See my subject-line/title, above first, & then take a peek @ this:

*Microsoft Office for Linux 'inevitable'*

http://www.vnunet.com/vnunet/news/2162570/microsoft-office-linux



* What do YOU think about that?

APK


----------



## wazzledoozle (Aug 21, 2006)

Office is a reason for business to stay with windows, so until the linux user base is large enough to compensate for loss of windows sales, it will stay windows only.

The reason they make it for OSX is because OSX is not a threat, it is a propriety OS on propriety hardware, the users are not/were not going to use windows in the first place.

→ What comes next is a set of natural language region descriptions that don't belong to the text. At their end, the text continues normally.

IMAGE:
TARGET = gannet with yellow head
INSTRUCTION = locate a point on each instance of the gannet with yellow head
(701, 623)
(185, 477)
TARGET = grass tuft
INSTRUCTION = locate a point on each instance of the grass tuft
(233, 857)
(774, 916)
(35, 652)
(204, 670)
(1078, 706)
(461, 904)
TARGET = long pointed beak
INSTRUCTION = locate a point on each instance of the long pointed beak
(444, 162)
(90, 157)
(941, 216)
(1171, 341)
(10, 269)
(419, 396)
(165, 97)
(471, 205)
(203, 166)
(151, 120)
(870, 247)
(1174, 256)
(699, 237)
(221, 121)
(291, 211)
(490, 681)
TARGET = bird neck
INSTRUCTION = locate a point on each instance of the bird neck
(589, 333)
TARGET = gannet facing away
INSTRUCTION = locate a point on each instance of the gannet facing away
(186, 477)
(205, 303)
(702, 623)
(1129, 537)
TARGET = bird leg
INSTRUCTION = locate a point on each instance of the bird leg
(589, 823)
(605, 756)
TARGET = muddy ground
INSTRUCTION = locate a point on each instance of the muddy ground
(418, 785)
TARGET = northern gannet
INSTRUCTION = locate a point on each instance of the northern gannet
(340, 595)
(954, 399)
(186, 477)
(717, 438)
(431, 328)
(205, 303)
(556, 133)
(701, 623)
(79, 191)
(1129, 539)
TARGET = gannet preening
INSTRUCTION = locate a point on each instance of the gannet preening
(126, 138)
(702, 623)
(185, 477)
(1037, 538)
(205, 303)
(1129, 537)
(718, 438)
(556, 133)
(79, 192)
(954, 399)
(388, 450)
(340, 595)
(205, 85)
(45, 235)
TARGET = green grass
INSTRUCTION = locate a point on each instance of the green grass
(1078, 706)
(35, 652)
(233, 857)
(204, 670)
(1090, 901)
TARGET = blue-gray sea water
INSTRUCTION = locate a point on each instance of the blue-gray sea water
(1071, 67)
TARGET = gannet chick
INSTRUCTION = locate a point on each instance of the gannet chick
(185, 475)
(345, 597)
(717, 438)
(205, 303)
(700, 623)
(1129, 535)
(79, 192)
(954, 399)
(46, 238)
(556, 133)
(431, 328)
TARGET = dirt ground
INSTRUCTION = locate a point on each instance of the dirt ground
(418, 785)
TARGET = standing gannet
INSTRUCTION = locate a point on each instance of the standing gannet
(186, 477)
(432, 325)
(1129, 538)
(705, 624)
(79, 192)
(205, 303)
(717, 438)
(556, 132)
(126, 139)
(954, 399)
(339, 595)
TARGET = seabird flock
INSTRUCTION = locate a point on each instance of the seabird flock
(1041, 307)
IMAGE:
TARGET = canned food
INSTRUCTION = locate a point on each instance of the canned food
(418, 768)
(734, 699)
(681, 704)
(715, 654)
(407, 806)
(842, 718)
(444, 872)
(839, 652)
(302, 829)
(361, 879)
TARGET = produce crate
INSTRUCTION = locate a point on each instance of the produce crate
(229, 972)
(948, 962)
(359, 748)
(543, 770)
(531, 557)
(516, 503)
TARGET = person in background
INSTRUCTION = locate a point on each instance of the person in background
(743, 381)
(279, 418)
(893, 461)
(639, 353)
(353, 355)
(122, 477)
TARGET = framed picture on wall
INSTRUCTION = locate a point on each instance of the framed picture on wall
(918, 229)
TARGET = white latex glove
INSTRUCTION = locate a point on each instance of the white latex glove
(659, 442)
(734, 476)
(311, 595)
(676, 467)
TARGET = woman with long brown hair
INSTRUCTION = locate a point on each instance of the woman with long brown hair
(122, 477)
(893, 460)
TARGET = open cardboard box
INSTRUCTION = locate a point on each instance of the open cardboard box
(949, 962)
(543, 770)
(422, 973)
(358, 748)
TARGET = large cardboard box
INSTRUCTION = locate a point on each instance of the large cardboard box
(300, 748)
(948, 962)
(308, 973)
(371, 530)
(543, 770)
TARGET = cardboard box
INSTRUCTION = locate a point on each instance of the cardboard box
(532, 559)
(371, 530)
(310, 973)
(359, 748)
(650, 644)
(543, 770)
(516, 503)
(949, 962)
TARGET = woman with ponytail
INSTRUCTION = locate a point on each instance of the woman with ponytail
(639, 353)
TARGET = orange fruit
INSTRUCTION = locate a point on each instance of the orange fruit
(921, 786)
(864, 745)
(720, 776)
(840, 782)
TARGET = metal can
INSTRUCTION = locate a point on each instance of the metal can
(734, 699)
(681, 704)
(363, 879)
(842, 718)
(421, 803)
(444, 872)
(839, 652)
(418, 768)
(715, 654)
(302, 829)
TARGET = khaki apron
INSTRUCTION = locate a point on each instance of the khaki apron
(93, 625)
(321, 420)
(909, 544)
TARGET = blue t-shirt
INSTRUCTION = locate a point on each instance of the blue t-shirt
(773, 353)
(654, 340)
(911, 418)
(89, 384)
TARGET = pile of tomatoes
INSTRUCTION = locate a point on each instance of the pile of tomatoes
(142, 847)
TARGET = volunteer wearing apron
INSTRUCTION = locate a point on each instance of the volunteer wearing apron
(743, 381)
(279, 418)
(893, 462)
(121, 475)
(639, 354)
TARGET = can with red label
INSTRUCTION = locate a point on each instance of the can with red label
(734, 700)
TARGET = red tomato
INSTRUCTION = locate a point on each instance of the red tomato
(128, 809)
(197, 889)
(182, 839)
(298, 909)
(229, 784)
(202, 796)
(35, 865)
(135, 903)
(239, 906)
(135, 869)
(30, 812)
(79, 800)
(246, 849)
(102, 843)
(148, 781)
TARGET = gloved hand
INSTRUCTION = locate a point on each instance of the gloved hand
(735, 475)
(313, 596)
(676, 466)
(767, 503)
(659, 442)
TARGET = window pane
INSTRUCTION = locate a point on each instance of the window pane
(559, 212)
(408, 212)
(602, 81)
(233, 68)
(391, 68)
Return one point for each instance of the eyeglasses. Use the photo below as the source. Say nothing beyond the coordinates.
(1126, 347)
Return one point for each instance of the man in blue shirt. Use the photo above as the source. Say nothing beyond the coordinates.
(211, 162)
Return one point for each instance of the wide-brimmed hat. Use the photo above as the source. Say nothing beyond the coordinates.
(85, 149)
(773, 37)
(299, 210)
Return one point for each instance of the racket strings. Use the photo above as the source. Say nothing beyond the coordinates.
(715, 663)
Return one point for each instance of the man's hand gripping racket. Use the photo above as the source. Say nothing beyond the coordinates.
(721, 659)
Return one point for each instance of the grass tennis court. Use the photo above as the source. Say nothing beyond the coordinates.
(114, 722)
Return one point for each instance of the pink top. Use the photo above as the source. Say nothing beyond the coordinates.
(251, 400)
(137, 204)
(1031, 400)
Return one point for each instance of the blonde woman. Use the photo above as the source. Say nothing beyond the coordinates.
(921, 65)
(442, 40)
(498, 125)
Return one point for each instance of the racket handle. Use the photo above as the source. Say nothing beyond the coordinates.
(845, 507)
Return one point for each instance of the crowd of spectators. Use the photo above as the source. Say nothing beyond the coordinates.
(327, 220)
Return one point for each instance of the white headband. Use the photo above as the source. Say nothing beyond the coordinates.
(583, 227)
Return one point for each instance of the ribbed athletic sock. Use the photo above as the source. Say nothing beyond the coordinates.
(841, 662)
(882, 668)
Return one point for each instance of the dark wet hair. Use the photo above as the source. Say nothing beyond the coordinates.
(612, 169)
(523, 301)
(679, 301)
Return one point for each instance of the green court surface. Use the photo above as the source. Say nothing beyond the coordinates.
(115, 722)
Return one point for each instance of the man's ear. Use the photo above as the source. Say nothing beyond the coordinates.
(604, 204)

Now with bootcamp, Microsoft may reconsider its OSX Office releases since the users now have the option of dual booting windows.


----------



## strick94u (Aug 23, 2006)

They made it for OSX becuase mac users dont mind paying too much for everything(btw I have it on my mac)But to port it to linux  
no really look Bill I didnt pay for office 2000 you gave me a copy I didnt pay for Office XP I got it from a homeless person, I didnt pay for office 2003 my brother in-law turned me on to a croprate version, I didnt pay for office mac edition (same homless guy) And if you really want me to have a free copy for my linux Pc ill just get it for free also. what are you stupid?


----------